Researchers to optimise ceramic additive manufacturing

A group of researchers are looking to optimise the laser power and scanning speeds used in the additive manufacturing of complex ceramic structures.

The scientists, from the University of Nebraska-Lincoln (UNL), are using a technique known as neutron diffraction to observe the effects of the rapid heating and cooling that occurs during laser additive manufacturing (LAM) of ceramics.

Their work will reveal how to better manufacture and functionalise advanced products such as superconductors, fibre-optic components, precision sensors and porous microscopic spheres for drug delivery, which are often made from ceramics due to their superior thermal and mechanical properties. 

‘To optimise the production of the ceramics for high-tech applications, we need to better understand how laser heating affects the materials at the atomic and molecular levels,’ said Xiang Zhang, a graduate researcher at UNL.

Specifically, the researchers are looking at how grain orientations, residual stress, and thermal stability in ceramics are related to common LAM processes, including laser scanning and layering direction.

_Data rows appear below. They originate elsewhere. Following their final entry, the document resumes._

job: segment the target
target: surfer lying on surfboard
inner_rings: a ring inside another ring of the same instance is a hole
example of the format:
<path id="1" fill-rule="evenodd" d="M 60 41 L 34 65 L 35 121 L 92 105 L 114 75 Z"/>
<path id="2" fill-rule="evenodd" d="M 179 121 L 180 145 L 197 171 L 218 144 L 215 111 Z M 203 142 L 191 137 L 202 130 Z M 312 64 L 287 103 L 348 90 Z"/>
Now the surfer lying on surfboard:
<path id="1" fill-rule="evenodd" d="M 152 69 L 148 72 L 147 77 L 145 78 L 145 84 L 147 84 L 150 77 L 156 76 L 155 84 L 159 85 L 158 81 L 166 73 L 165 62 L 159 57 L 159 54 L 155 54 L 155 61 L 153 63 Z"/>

Similar to firing clay in a kiln, above a laser is shown 'sintering' (strengthening) a ceramic object after the basic shape was produced layer by layer using laser-based melting and resolidification. (Credit: University of Nebraska-Lincoln/Xiang Zhang)

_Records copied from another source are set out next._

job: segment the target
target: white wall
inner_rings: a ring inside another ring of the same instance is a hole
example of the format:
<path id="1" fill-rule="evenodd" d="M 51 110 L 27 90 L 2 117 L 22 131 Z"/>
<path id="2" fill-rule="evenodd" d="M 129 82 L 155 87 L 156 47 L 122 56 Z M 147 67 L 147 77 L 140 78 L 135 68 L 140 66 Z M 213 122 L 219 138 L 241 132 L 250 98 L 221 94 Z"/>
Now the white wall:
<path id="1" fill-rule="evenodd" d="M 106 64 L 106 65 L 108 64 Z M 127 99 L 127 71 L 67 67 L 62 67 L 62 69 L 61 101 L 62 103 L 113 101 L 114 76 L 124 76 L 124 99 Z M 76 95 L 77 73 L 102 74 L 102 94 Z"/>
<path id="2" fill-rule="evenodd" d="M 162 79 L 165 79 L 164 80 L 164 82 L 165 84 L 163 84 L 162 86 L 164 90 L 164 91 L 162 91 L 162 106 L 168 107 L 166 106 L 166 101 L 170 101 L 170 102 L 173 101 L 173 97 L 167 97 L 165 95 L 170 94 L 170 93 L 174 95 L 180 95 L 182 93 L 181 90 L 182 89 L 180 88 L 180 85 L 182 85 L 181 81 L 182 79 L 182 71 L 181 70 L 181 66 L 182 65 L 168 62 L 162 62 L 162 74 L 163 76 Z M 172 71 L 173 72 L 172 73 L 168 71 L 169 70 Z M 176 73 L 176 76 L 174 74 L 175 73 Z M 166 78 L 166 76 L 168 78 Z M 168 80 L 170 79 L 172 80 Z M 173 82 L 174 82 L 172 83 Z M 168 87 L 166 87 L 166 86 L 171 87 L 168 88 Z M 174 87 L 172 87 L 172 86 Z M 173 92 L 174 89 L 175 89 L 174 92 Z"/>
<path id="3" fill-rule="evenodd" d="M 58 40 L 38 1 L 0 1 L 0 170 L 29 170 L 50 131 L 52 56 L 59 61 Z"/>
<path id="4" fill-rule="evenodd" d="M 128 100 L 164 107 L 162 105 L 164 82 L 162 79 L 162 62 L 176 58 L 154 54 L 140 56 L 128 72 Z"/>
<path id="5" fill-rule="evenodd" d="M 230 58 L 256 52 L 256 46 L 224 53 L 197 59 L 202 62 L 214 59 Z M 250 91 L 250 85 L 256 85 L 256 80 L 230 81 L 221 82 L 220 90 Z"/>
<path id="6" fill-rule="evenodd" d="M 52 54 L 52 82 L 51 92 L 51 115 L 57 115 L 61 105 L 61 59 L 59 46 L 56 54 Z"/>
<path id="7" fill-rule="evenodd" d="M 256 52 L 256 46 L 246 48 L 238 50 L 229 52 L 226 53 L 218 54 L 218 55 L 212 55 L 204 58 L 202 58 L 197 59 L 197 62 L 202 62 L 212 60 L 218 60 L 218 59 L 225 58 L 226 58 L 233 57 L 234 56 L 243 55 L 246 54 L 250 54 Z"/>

Lasers at the UNL Laser-Assisted Nano Engineering Lab, and the Nebraska Engineering Additive Technology Labs, were used to melt and print samples of advanced ceramics. The scientists then studied how the intense heat and rapid phase changes from laser melting and rapid re-solidification induced residual stress, chemical deviations, and defects such as pores and cracks in the ceramics, which can physically weaken the materials and reduce their mechanical properties.

Neutron diffraction was used to study the samples because neutrons are non-destructive, deeply penetrative and highly sensitive to light elements such as the oxygen and carbon found in ceramics. With it the scientists were able to successfully measure the grain orientation throughout the ceramic samples, allowing them to correlate texture development and other properties with the process parameters used.

Professor Bai Cui, the primary investigator on the project, explained that the results of the study are now being used to optimise the laser power and scanning speeds that can be used to additively manufacture complex ceramic structures. Once the team has done this, it plans to patent the process.

Top image caption: UNL researchers Xiang Zhang and Professor Bai Cui are studying the microstructure and residual stress characterisations of additively manufactured ceramic materials. (Credit: ORNL/Carlos Jones)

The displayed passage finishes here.